An open source program (ogg123) has been crashing repeatedly on my new laptop. The source code hasn’t changed in years. The stacktrace always points to __lll_unlock_elision()
in glibc, which seems kind of scary. Searches on the web all seem to point back to problems with Haswell CPUs that have broken TSX instructions, and are running out-of-date microcode.
I spent a bit of panicking and trying to figure out why my microcode was wrong, but that seems to not be the problem. As far as I can tell I have a CPU that’s new enough that TSX instructions work, at least well enough that glibc wants to use its lock elision code on pthreads mutexes.

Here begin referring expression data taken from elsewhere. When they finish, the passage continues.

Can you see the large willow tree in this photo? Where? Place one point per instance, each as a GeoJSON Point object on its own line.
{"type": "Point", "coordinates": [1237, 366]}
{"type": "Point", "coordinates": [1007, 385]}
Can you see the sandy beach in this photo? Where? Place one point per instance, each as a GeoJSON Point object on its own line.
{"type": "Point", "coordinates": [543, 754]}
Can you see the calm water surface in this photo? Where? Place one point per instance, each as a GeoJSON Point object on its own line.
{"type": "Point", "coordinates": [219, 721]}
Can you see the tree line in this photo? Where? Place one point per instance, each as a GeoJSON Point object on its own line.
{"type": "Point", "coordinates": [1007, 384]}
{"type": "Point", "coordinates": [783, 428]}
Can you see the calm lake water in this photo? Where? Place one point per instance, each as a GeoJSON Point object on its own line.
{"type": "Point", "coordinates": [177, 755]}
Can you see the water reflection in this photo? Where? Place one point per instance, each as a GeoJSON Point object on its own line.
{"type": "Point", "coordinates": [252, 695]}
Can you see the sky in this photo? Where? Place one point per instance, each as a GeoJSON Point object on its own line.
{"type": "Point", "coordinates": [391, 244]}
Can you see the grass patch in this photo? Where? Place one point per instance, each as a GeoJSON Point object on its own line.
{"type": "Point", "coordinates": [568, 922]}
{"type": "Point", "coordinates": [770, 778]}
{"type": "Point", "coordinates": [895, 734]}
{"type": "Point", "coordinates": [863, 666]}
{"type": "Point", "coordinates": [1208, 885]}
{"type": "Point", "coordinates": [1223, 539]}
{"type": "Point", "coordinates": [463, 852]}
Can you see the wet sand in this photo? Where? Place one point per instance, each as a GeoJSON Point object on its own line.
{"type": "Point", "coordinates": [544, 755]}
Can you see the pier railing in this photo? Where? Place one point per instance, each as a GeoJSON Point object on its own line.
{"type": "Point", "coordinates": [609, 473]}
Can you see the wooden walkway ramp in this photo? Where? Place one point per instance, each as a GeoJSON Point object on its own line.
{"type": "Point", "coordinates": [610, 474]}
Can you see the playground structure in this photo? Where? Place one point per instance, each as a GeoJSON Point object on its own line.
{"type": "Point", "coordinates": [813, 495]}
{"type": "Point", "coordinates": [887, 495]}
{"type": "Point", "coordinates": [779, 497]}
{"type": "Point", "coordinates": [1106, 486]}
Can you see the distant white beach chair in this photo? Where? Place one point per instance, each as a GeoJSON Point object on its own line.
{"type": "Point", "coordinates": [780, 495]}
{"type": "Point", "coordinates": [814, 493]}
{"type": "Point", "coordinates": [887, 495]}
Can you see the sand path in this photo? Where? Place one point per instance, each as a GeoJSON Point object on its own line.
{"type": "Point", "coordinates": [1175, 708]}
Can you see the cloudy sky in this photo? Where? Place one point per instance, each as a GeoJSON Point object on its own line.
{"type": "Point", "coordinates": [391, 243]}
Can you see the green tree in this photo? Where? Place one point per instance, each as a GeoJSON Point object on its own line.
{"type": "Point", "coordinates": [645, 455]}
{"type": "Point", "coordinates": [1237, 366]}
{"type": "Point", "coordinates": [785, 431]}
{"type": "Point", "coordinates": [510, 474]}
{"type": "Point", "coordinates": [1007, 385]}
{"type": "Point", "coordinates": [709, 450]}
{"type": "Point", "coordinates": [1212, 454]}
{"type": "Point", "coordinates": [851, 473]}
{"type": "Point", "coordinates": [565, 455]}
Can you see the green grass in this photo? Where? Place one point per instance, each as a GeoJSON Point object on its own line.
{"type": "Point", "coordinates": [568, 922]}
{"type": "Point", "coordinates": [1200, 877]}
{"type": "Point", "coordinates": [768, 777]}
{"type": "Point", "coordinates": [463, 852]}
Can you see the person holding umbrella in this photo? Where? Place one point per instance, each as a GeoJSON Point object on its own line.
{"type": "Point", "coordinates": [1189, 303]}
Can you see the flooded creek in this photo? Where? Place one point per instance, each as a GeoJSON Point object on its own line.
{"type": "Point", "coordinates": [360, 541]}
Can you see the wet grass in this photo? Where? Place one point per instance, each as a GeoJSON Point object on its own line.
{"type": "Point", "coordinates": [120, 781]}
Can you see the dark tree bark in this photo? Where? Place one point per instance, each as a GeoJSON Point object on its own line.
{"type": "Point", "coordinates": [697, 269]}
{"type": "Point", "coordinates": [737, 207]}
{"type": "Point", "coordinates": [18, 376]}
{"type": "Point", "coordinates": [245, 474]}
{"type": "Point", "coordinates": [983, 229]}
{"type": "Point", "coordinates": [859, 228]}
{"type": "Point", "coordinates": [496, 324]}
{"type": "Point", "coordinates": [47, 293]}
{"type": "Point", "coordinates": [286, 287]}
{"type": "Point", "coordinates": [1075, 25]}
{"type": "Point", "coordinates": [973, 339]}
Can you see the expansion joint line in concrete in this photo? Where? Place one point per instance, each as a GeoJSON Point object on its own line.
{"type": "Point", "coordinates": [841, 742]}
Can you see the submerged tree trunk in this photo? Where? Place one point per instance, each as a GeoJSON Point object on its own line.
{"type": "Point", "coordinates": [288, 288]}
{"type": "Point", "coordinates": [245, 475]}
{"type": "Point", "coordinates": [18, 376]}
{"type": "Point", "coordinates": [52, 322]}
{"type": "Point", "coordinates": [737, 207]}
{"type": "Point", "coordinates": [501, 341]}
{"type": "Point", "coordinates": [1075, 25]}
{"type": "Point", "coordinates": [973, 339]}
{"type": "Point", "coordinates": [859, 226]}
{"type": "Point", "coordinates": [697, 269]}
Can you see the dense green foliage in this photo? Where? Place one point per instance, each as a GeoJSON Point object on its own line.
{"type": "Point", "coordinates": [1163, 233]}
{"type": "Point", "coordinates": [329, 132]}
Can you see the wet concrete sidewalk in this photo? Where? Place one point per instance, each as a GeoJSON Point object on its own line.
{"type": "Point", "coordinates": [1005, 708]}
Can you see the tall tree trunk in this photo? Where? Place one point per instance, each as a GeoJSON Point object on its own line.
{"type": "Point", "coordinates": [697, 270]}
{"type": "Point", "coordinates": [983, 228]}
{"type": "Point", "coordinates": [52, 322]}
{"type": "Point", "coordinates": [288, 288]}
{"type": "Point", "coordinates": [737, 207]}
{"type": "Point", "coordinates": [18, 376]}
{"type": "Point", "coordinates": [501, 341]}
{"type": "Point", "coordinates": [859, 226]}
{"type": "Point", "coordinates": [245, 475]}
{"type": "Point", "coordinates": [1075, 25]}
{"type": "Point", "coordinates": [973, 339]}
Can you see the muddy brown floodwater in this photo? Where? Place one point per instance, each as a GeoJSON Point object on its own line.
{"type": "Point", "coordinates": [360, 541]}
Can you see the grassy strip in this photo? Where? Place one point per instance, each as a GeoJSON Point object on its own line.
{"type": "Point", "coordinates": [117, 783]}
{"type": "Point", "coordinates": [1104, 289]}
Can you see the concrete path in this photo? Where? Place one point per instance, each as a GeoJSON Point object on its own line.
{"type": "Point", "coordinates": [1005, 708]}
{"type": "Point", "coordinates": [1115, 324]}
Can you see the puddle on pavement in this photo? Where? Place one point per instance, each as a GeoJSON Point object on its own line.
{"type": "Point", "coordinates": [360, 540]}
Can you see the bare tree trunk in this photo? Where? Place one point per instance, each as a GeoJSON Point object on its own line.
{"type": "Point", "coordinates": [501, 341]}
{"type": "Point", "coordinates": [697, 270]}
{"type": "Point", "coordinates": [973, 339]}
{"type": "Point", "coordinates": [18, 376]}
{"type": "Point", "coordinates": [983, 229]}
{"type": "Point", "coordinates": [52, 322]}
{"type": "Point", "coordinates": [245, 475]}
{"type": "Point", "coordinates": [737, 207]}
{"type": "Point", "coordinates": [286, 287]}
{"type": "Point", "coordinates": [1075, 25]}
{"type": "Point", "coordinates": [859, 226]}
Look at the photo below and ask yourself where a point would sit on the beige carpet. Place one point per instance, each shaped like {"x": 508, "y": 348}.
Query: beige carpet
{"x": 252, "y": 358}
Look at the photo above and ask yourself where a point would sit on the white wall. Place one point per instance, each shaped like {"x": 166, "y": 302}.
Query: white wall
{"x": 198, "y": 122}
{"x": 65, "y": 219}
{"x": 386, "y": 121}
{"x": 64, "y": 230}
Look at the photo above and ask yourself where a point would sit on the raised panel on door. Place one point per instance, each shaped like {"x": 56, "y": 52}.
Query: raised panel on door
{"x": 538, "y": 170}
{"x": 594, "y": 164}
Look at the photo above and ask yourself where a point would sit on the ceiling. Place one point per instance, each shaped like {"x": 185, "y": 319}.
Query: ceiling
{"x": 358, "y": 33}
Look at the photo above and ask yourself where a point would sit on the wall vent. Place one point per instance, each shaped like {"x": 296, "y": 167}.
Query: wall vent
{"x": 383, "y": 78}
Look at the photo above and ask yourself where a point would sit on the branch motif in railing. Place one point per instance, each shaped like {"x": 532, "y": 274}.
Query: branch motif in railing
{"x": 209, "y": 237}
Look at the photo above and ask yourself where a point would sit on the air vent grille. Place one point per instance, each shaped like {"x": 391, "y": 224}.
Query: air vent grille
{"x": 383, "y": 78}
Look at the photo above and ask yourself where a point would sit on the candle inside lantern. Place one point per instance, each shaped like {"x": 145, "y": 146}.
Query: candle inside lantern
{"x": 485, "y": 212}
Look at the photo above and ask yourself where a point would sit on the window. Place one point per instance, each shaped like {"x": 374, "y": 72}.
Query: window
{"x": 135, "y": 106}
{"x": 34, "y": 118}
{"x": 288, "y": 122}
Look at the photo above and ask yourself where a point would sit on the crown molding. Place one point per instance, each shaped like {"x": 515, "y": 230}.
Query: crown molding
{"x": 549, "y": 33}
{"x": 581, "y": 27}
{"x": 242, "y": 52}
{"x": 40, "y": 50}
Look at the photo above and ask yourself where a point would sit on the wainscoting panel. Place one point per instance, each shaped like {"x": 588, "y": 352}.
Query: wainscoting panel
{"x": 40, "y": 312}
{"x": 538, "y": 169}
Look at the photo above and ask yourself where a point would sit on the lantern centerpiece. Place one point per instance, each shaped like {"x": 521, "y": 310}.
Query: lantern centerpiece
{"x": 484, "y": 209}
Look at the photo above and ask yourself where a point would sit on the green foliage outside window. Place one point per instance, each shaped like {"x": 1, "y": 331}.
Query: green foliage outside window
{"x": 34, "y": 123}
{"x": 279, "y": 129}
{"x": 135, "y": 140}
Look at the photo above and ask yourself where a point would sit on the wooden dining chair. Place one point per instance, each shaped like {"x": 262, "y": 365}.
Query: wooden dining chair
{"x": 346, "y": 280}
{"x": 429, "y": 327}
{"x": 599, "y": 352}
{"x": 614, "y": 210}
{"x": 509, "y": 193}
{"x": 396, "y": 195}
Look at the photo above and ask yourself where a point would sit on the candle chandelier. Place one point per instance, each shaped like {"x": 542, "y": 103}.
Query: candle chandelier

The program that’s crashing on my new laptop appears to have a bug in its mutex handling. Just before exiting, it tries to unlock a mutex, regardless of whether that mutex is actually locked at the time. I guess that’s incorrect, though pthreads must have tolerated this sort of thing in the past.
There’s a quick and dirty workaround: if I add a gratuitous call to pthread_mutex_trylock
before the existing call to pthread_mutex_unlock
, the program now works fine. pthread_mutex_trylock
is returning 0, so it succeeded at locking the mutex before unlocking it again. This confirms the original call to unlock was wrong, trying to unlock an already-unlocked mutex.
What’s really interesting to me about this bug is that it looks like a glibc feature is turning working binaries into broken ones. The exact same code runs fine on every other system; it’s only when glibc turns on lock elision that the same program binary starts to crash.
As far as I can tell, there isn’t an environment variable or any similar way to disable lock elision on a particular program. So the only way to unbreak the newly broken program is to dig into the source code and fix the locking to not do that anymore.
I don’t think it’s a great idea for glibc to break working code in this way (for example), but I’m not feeling ambitious enough to pick a fight with them over it. I guess the best I can hope for is that this post gathers enough google rank that someone out there will waste less time than I did trying to solve a similar problem.
// Crashes on Skylake CPUs with lock elision enabled
#include <pthread.h>
pthread_mutex_t lock = PTHREAD_MUTEX_INITIALIZER;
void * worker_thread(void * arg)
{
pthread_mutex_lock(&lock);
pthread_mutex_unlock(&lock);
return NULL;
}
int main()
{
pthread_t tid;
pthread_create(&tid, NULL, worker_thread, NULL);
pthread_join(tid, NULL);
pthread_mutex_unlock(&lock); // BUG! dies here in __lll_unlock_elision()
return 0;
}
edit, Oct. 2017: Carlos O'Donell writes to add:
Elision in glibc for default pthread mutexes is now controllable via runtime tunables e.g.
GLIBC_TUNABLE=glibc.elision.enable=0
, and all processes are opted out of elision unless they enable elision explicitly. This change should be going out with glibc 2.27 in February 2018.